Archibald Lampman (born Nov. 17, 1861, Morpeth, Ont.—died Feb. 10, 1899, Ottawa) was a Canadian poet of the Confederation group, whose most characteristic work sensitively records the feelings evoked by scenes and incidents of northern landscapes and seasons.
Educated at Trinity College in the University of Toronto, he lived in Ottawa, employed in the post office department of the Canadian civil service, from 1883 until his death. He collaborated with the poets Duncan Campbell Scott and Wilfred Campbell in the writing of a weekly column, “At the Mermaid Inn,” in the Toronto Globe (1892–93).

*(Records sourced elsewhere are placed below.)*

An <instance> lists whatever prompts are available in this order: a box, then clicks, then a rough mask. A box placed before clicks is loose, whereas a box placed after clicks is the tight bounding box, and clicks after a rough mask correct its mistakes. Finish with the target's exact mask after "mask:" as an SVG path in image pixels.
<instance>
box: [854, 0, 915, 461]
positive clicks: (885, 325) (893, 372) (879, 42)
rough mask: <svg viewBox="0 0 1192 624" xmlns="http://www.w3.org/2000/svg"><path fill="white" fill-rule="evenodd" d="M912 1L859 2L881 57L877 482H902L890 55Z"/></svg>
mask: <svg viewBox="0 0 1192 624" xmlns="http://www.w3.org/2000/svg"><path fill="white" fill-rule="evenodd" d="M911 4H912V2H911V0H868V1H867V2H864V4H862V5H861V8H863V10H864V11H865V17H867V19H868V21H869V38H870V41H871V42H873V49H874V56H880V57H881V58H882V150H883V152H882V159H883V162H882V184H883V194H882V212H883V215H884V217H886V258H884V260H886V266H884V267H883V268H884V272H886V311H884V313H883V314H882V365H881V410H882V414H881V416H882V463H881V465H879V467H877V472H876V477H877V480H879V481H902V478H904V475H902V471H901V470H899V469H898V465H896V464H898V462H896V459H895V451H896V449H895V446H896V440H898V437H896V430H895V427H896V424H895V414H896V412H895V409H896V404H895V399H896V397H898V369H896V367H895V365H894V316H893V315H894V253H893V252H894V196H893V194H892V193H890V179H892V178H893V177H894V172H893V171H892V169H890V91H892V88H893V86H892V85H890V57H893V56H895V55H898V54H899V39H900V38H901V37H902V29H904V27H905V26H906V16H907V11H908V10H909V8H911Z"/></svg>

Lampman was repelled by the mechanization of urban life and escaped to the countryside whenever possible. After being influenced by the craftsmanship and perfection of form of Classical poetry and by the lyrical verse of such English poets as William Wordsworth, Percy Bysshe Shelley, John Keats, and Alfred, Lord Tennyson, he wrote nature poems celebrating the beauties of Ottawa and its environs and the Gatineau countryside of Quebec. Some of Lampman’s later poems and essays reflect his socialist beliefs and criticize social injustice and organized religion.
During his lifetime Lampman published two volumes of verse, Among the Millet and Other Poems (1888) and Lyrics of Earth (1893). After his death, Scott, his friend and literary executor, edited The Poems of Archibald Lampman (1900) and Lyrics of Earth: Poems and Ballads (1925). At the Long Sault, and Other New Poems was published in 1943.